Conseils utiles pour réussir ses prévisions sans données historiques
- Mettre en place un réseau avec lequel on pourra comparer ses données de référence. Il peut par exemple s’agir d’échanger avec des pairs du même secteur sur les réseaux sociaux ou d’intégrer des associations professionnelles.
- Rejoindre des groupes d’experts en planification, tels que SWPP, The Forum et Call Centre Helper
- Toujours garder à l’esprit que, généralement, les schémas de répartition des appels se répètent (par exemple, le pourcentage de contacts effectués un certain jour de la semaine ou à une certaine période de la journée). Cette règle est valable même en cas d'évolution importante du volume total d'appels, comme pour une entreprise en pleine croissance. Il n’est donc pas gênant que les données de référence en matière de répartition soient parfois plus anciennes que les estimations de volume.
- Valider ses hypothèses auprès de collègues, qu’ils travaillent ou non dans le domaine de la planification. Il ne faut pas hésiter à tirer parti de leur expérience pour évaluer la pertinence des prévisions.
- Documenter ses hypothèses, en veillant à toujours citer ses sources. Il faut d'autre part être vigilant à la gestion des changements. En cas de modification d'une hypothèse, il est important de conserver une trace de cette modification, en indiquant qui en est à l'origine et quelles étaient ses motivations.
- Expliquer clairement, au moment de définir des objectifs de niveau de service avec l’équipe des opérations, que ces objectifs sont basés sur des estimations de données client, en fournissant systématiquement les sources de ces données.
- Lancer le processus de prévision « en mode production » dès que des données sont disponibles, puis comparer les données réelles avec les prévisions initiales et les prévisions de production.

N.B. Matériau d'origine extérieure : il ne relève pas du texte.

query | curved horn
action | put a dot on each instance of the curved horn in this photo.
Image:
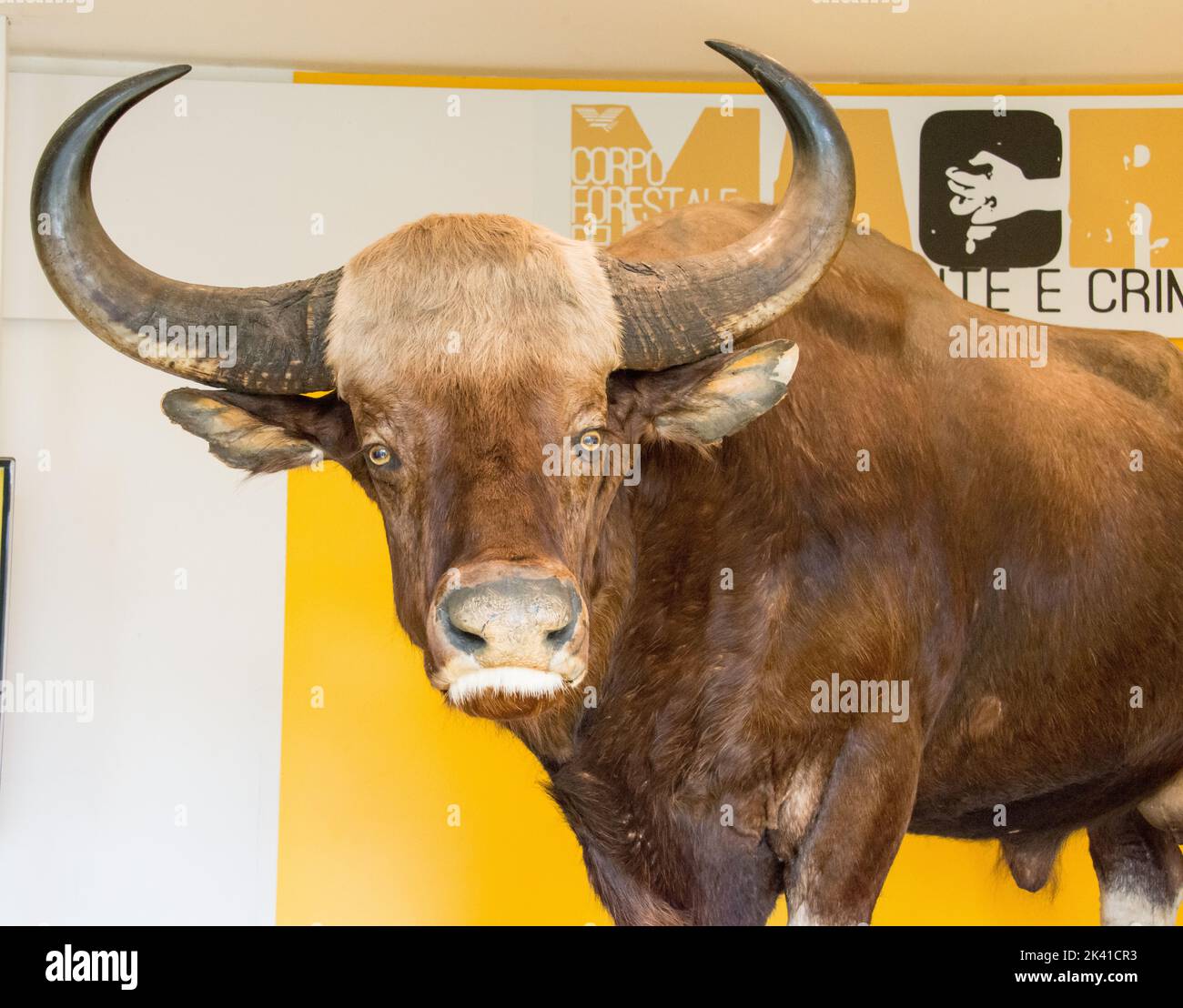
(679, 311)
(278, 330)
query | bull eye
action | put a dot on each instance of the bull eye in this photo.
(379, 456)
(591, 440)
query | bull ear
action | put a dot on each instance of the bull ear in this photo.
(706, 401)
(265, 433)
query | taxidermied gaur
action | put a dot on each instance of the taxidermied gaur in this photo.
(663, 648)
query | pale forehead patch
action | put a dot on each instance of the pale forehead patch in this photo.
(478, 297)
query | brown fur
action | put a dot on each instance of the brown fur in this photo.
(702, 783)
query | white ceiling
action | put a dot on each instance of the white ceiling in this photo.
(947, 40)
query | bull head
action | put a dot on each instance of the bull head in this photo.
(458, 350)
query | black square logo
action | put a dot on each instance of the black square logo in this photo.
(986, 199)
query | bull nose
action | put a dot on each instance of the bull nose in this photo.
(511, 620)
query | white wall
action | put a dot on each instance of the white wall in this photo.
(110, 500)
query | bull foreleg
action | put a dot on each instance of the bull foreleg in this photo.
(1139, 870)
(859, 819)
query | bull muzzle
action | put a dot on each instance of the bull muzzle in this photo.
(508, 640)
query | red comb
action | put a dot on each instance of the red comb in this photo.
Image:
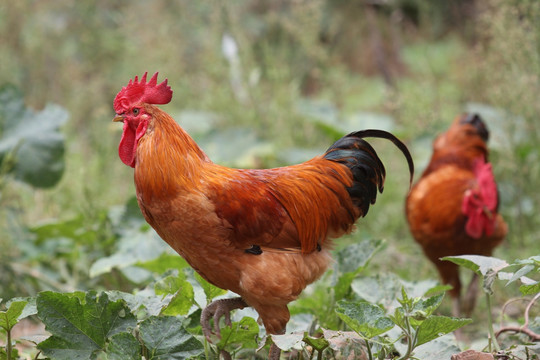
(142, 92)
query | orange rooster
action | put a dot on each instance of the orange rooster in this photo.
(263, 234)
(453, 208)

- Évaluer les différentes hypothèses par l’intermédiaire de tests afin de limiter les risques. Par exemple, pour analyser l’impact du lancement d'un nouveau canal de contact, il est préférable de le proposer uniquement à certains clients dans un premier temps. Cela permettra d’observer l’influence de ce changement sur le volume total de contacts, le volume par canal et le TMT par canal avant de le mettre en œuvre à grande échelle.

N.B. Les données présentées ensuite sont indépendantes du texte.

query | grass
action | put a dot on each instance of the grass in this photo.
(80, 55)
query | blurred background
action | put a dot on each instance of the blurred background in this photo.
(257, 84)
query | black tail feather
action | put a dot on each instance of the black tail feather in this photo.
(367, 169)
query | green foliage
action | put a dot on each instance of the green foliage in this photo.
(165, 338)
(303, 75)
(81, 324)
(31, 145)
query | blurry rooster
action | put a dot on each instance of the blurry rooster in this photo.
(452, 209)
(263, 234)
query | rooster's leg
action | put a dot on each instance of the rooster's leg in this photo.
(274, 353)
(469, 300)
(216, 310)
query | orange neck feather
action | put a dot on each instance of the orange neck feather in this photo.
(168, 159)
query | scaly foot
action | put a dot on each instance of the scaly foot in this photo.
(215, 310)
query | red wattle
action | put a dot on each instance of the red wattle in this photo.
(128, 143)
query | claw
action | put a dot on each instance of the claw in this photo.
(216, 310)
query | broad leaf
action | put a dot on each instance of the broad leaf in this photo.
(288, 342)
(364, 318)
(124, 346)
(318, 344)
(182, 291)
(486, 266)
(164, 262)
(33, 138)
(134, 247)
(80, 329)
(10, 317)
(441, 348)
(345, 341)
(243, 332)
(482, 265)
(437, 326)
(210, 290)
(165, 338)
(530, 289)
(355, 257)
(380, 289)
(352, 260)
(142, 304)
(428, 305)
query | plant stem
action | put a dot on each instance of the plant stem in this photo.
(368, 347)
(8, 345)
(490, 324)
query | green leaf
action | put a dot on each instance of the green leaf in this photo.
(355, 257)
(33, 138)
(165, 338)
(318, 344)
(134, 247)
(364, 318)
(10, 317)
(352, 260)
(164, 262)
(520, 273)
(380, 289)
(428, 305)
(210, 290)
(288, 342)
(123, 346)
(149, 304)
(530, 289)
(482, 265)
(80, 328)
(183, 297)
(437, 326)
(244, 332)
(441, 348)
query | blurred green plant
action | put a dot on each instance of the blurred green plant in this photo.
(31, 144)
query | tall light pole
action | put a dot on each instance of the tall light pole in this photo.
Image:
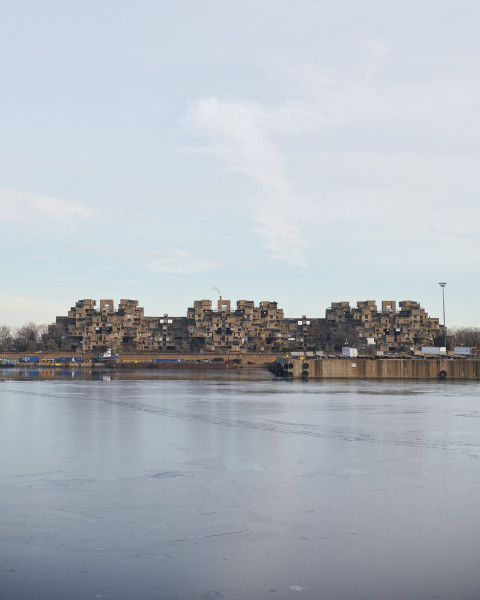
(442, 284)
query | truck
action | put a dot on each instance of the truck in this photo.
(435, 350)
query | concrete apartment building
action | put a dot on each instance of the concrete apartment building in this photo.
(387, 330)
(246, 327)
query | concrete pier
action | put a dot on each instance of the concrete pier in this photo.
(365, 368)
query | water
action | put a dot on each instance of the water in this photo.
(191, 486)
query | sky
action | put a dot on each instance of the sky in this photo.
(306, 151)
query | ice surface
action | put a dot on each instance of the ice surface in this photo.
(237, 487)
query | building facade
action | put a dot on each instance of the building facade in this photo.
(246, 328)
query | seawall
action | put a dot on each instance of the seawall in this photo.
(363, 368)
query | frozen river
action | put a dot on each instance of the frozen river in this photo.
(239, 487)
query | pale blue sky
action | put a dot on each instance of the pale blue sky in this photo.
(298, 151)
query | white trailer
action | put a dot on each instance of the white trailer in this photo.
(464, 351)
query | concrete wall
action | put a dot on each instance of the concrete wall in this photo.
(362, 368)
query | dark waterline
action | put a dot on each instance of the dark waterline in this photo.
(230, 485)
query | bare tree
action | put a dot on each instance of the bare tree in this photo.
(5, 338)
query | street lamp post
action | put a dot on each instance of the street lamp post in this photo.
(442, 284)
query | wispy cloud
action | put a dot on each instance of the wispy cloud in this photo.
(174, 261)
(238, 133)
(22, 206)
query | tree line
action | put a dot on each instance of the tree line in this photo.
(31, 337)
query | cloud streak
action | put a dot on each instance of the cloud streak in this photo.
(174, 261)
(238, 133)
(23, 206)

- Se préparer à un différentiel important entre les prévisions et les données réelles. Les professionnels de la planification compétents savent qu’il est important de disposer d'un plan d'adaptation rigoureux pour optimiser la gestion intrajournalière – en particulier lorsque l’on réalise des prévisions sur la base d’une quantité limitée de données. L'avantage de certains canaux tels que les chats en ligne est qu’ils peuvent être désactivés lorsque la capacité devient limitée.
Conclusion
Au premier abord, il peut sembler compliqué de réaliser des prévisions sans données historiques. Beaucoup de personnes pensent que, même avec des calculs complexes, les centres de contact finissent toujours par se tourner vers la gestion en temps réel, car les résultats obtenus restent du domaine de l’approximation. En réalité, il existe des solutions éprouvées pour réaliser des prévisions sans disposer d'un ensemble complet de données. Le secret est de faire appel à l’expérience de son réseau et d’être aussi rigoureux que possible. C’est le meilleur moyen d'établir des prévisions précises, d’identifier les sources d'erreur potentielles et de limiter leur effet, et d’obtenir d’excellents résultats, même avec une quantité limitée de données.